In general, though, doing what’s best for the humpback chub is likely to be at odds with optimum hydropower operations. The U.S. Bureau of Reclamation is currently drafting an environmental assessment of options to manage the smallmouth bass problem and is hoping to release the report for public comment by the end of 2023.

Another reason to be proactive is that fish removal programs are offensive to some Indigenous tribes connected to the Canyon. According to Kurt Dongoske, the historic preservation officer for the Pueblo of Zuni, aggressive management tactics that kill non-native fish in the Canyon cause harm to the Zuni people. He says the Canyon is the tribe’s place of origin and the aquatic species there are tied to the Zuni emergence story. The humpback chub and other fish, he says, are viewed as “Zuni children.” (Dongoske notes that he is not a member of the tribe but is charged with communicating Zuni values and concerns to government agencies.)

“From a Zuni perspective, improper treatment of sentient beings in the Zuni place of emergence has harmful ramifications for the community of Zuni,” he says. “The Western dominant culture wants to show preference for native species over non-native, but to the Zuni, all life forms should be respected. The sport fish that slip through the dam are just doing what fish do. They are not aware of boundaries decided by another species.”

The Pueblo of Zuni opposed the massive mechanical removal of rainbow trout that ventured from Lees Ferry into the Canyon. Now, pueblo leaders are asking federal agencies to avoid using such a strategy with smallmouth bass and instead manage Glen Canyon Dam so sport fish don’t escape in the first place.

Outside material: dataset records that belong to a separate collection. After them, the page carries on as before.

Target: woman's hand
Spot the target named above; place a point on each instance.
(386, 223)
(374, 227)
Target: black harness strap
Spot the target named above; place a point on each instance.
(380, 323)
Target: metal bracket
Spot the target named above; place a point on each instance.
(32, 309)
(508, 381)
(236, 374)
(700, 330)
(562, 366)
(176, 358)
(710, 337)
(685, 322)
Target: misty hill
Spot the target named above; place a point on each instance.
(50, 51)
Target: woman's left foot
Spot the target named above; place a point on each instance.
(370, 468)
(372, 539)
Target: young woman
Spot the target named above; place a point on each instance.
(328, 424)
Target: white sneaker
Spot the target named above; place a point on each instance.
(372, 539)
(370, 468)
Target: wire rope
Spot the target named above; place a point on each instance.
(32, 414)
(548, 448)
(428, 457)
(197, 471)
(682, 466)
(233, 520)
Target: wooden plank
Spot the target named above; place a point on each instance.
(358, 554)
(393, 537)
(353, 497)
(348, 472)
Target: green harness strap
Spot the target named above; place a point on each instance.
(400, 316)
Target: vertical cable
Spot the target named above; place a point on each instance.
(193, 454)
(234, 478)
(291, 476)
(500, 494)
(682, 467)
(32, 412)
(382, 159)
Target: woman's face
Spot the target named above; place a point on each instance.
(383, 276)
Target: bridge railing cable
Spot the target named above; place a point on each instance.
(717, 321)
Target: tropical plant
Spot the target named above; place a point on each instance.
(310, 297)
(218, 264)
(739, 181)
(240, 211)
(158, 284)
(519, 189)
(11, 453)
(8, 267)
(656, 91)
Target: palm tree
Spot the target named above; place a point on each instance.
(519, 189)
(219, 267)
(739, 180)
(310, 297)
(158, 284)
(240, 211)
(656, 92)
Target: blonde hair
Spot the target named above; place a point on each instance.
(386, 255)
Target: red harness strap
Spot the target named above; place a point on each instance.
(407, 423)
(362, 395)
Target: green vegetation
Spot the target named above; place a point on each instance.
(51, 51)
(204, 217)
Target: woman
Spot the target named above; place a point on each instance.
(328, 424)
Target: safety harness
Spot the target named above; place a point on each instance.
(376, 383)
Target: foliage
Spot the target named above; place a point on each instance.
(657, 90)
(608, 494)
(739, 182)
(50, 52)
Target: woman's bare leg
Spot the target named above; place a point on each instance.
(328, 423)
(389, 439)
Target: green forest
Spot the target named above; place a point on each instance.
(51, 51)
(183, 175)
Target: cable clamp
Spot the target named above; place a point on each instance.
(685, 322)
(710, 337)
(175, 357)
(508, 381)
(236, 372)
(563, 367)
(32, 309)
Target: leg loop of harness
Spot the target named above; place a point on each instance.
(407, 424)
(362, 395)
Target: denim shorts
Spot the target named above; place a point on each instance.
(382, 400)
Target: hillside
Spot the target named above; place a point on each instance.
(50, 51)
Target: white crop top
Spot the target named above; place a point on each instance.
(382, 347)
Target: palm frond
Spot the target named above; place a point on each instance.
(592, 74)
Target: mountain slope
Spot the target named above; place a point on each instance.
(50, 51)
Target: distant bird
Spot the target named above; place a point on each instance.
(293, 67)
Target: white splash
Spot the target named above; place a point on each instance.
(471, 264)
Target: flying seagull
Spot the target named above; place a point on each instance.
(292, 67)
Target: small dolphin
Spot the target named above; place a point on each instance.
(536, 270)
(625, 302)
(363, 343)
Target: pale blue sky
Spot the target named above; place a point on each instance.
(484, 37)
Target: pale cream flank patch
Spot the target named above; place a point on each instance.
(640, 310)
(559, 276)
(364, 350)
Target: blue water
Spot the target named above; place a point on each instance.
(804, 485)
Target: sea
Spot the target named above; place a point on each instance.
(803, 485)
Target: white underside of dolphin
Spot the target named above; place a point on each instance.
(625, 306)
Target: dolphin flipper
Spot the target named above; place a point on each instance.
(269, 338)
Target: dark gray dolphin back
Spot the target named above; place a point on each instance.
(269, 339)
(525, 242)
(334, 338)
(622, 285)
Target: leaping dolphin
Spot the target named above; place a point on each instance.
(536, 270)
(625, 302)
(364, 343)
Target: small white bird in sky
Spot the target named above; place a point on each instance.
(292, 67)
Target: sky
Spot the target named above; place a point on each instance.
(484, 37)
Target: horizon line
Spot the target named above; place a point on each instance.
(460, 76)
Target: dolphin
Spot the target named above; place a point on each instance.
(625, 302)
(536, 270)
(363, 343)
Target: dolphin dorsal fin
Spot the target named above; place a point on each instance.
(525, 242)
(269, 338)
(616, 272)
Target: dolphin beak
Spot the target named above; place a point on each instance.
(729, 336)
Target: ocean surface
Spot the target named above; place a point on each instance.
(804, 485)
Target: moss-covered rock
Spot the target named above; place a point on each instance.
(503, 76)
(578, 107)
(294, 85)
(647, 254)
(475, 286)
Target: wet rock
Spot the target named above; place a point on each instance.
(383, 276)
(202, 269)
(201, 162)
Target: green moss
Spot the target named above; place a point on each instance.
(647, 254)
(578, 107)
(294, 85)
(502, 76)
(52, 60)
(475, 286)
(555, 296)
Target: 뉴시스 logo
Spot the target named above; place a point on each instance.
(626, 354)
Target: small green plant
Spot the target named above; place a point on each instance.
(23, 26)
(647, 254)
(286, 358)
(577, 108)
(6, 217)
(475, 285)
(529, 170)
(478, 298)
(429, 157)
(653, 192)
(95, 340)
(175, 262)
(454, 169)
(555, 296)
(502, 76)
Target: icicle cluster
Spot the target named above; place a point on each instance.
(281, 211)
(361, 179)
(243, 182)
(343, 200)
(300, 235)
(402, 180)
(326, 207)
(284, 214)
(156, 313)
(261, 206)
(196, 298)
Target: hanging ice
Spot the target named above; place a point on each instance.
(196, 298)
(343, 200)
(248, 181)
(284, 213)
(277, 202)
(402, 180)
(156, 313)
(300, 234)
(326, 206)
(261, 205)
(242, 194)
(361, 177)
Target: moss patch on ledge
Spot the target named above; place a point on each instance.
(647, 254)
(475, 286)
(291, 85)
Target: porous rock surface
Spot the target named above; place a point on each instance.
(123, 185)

While the record wet winter of 2023 raised Lake Powell and made it slightly more difficult for smallmouth bass to pass through the dam, Omana Smith says there’s no time to waste in coming up with a plan to head off disaster. More than 90 percent of the world’s remaining humpback chub live in the Canyon, but saving the species this time around will require actions that go well beyond Grand Canyon National Park. “There are hard societal conversations that need to happen,” Omana Smith says. “We need to acknowledge there is a problem and make really difficult decisions about water and power and food production.”

While the humpback chub may never be as plentiful as when Beamer lived in the Canyon, biologists have shown it is possible for the ancient fish to rule the Colorado once again. To get to that point will likely require people in the West to agree to conserve energy and water to reduce pressure on Colorado River reservoirs during drought. And there is much to be gained in return. 

“To have a few spaces left where native species thrive is good for biodiversity and good for the balance of the ecosystem,” Martin says, “but it’s also good for the human spirit.”